Rechts und links vom eigentlichen Stoff des Mantels hingen also am
Webstuhl die Brettchenbündel herunter und alles wurde gleichzeitg
zusammen gewebt. Man hat berechnet, dass das Spinnen des Garns und das
Weben des Mantels für 2 Leute mindestens 2 Jahre Arbeit erforderte.
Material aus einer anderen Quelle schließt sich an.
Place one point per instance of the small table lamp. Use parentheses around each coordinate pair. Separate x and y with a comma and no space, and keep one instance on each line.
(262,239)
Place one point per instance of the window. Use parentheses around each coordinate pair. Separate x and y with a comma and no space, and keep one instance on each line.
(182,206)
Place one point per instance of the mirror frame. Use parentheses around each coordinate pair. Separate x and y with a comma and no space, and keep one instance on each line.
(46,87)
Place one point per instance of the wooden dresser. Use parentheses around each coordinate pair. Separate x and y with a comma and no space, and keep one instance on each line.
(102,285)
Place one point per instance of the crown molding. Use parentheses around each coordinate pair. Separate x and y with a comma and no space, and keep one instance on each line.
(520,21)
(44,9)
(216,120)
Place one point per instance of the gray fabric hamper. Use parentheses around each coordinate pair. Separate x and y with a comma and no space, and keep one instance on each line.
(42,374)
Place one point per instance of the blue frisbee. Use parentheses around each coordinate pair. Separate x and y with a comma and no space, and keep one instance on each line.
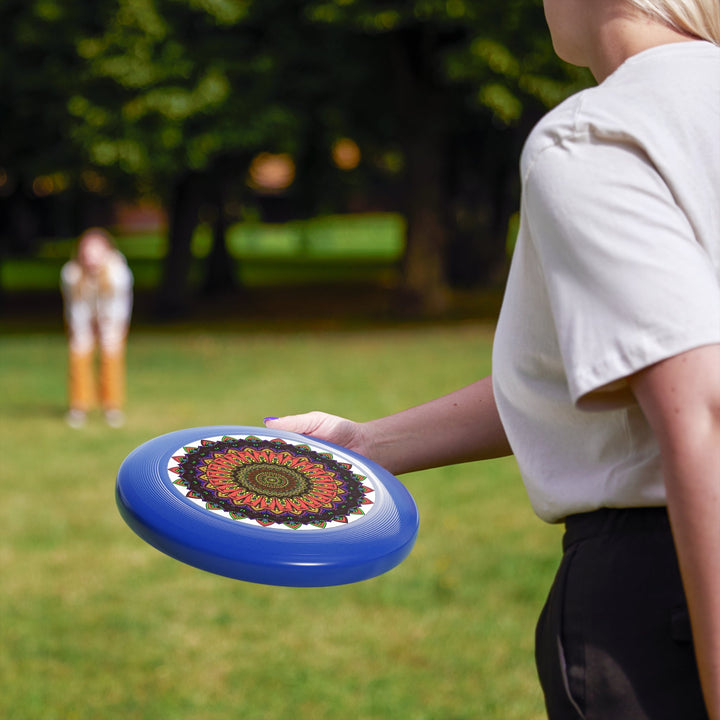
(267,506)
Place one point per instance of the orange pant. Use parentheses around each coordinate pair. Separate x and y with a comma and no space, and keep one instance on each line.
(84,393)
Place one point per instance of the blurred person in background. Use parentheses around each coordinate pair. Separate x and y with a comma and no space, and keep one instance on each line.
(97,295)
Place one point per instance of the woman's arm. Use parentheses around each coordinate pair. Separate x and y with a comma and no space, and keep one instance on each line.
(459,427)
(681,400)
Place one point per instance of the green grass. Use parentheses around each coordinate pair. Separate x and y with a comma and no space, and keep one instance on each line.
(96,624)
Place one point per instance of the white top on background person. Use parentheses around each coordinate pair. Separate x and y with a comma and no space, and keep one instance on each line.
(97,289)
(658,375)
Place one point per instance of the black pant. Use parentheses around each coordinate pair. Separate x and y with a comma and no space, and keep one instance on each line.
(613,641)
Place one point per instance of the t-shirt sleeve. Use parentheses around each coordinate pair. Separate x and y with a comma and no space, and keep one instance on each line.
(629,282)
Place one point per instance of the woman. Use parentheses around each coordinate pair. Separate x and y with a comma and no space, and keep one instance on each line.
(97,293)
(606,365)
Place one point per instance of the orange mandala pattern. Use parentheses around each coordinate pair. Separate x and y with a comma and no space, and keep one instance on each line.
(273,483)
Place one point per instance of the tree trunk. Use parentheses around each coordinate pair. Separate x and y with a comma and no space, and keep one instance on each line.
(175,296)
(220,267)
(425,148)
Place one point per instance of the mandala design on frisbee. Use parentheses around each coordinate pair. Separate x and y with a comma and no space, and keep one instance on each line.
(271,482)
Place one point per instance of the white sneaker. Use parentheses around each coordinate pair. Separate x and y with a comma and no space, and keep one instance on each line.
(75,418)
(115,418)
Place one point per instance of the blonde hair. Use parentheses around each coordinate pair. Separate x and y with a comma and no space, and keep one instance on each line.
(699,18)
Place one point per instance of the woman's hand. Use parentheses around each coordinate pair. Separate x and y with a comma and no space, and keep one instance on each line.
(460,427)
(323,426)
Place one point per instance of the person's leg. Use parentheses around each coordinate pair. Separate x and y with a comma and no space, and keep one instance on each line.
(621,629)
(81,385)
(112,383)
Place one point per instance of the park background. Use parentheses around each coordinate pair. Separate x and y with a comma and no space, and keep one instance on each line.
(318,201)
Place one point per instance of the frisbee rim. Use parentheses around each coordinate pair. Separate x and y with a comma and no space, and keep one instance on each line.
(152,507)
Noch ein Tipp, besonders für interessierte Brettchenweber:
Thorsbergsilber
Hier noch ein technischer Hinweis: Das Anschlagen der Webe von unten
nach oben - oder hinter den Brettchen am fernen Teil, - ist wesentlich
anstrengender, als wenn man von oben nach unten oder auf sich selbst zu
schlägt, also vor den Brettchen arbeitet. Da die Ränder
des Thorsbergmantels offenbar zunächst auch zum Vorbild genommen
wurden, wie man
mit
Brettchen webt, waren die meisten Brettchenweberinnen aus dem
Wikingerverein Oppin Skjold in Schleswig Anfangs der 1980iger Jahre
fleißig dabei, von sich weg anzuschlagen. Ich habe das auch so gemacht,
konnte mich aber nie recht daran
gewöhnen und ließ dann meine Bandweberei jahrelang liegen. Als ich
sie wieder zur Hand nahm, kam mir die Webrichtung so verkehrt vor, dass
ich es ratz-fatz anders herum probierte, also von mir weg Weben und auf
mich zu Anschlagen - und siehe da, es ging, es war einfacher und
leichter.
Lass dich nicht beirren, wenn du auf Bildern die Leute anders
herum weben siehst, es gibt kein RICHTIG und FALSCH! Körpergerecht und
kräftesparend sollte
man es machen.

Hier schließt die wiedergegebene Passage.